As seen in the Washington Post.
The entirely preventable financial catastrophe we have watched unfold over the past 18 months has many culprits: reckless executives who gambled with their company’s futures, feckless regulators and somnambulant boards of directors.
But while executives and regulators have justifiably taken heat for this multifaceted debacle, board members have largely been let off the hook. Why?
It is a board’s responsibility to oversee management and to ensure a company’s long-term survival. Its job, in short, is to represent the owners — the shareholders.
With the tumbling and collapse of dozens of major financial and other institutions, can we draw any conclusion other than that those directors utterly failed in this regard?
Yet, increasingly, we are hearing apologists rise to the defense of boards, evidence that the process of obfuscation of the boards’ guilt has begun. This is dangerous.
Evidence of this trend includes a recent Business Week article, “How Much Blame Do Boards Deserve?” by Jack Welch, the former chairman and CEO of General Electric, and his wife. Now, I have a great deal of respect for Jack Welch. But this defense of boards was wrong.
Non-executive directors at our battered and bankrupt financial institutions could not have been expected to understand the risks of complex, highly leveraged derivatives that brought about our financial crisis, the Welches wrote. That is nonsense. A board member should be able to understand when a company is leveraged up to 40 times the value of its assets, as some were. In my view, many were just not doing their jobs.
Jack Welch believes that some boards’ members should have pressed managements more on their risk strategies. Chances are that some directors did take this approach. But did they demand any change of course? Or did they just accept the management line that certain risks are necessary to generate returns?
I think we have a right to expect more from directors. The system of checks and balances between boards and executive teams has, in too many cases, disintegrated. In this global meltdown we are seeing that many board members were demonstrably unqualified, abjectly remiss or simply too cozy with management.
Clearly, we must strengthen boards at public companies. Some measures must include splitting the role of chairman and chief executive; eliminating “staggered” boards, which allow for only a minority of members to be elected in any one year; and giving shareholders the right to propose board members and resolutions on company proxy statements.

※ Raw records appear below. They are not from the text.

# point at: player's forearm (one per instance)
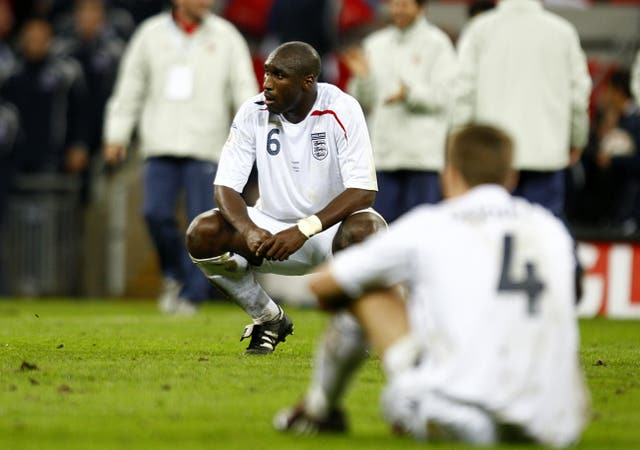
(348, 202)
(233, 208)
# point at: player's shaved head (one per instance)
(299, 57)
(482, 154)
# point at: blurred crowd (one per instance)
(59, 61)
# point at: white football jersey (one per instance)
(491, 297)
(302, 166)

Non-executive board members are fiduciaries to shareholders who choose and oversee managements, and the chairman is the main shareholder representative. How can the chairman oversee the CEO if the job is one and the same, as it is at a majority of Fortune 500 companies? Splitting these roles would eliminate this inherent conflict.
Similarly, how can shareholders exercise greater power if managements are allowed to thwart them from being nominated to company boards? In many states, provisions such as staggered boards, which are meant to prevent a full board takeover in any one year, and “poison pills,” which effectively block takeovers by new managements, are perfectly legal.
The dictum of the new White House chief of staff Rahm Emanuel, “You never want a serious crisis to go to waste,” applies to our financial and economic situation. Inept — and often very well-paid — managements and boards got us into this mess. Let’s respond by making lasting changes to make them more accountable to stakeholders, which includes everyone in this country.
Corporate law is largely the province of states, which to varying degrees protect flawed governance models. What is needed is a superceding federal law that gives shareholders the right to vote by simple majority to move their company’s legal incorporation to states that uphold greater shareholder rights.
North Dakota, for example, is recognized as having the most shareholder-friendly corporate laws in the nation, thanks to recent legislative action. By incorporating in the state and adopting its provisions, a public company would in one easy step improve rights for its shareholders and eliminate the often too-cozy relations between managements and boards.
I want to be clear: Jack Welch did a masterful job as the chairman and chief executive of GE for two decades, until 2001. But with GE Capital soaking up $139 billion in government loan guarantees, it’s fair to ask whether the board demanded answers from its current CEO and chairman, Jeffrey Immelt, about the risks embedded in that critical division. Alarm bells should have gone off in the boardroom long before this blue-chip company sought taxpayer help.
Our disastrous market meltdown makes clear that it is high time for shareholders to demand and receive more accountability from the boards and managements of their companies. I have created the United Shareholders of America campaign to focus on just these issues. Only by concerted action can we make changes to how our companies are managed.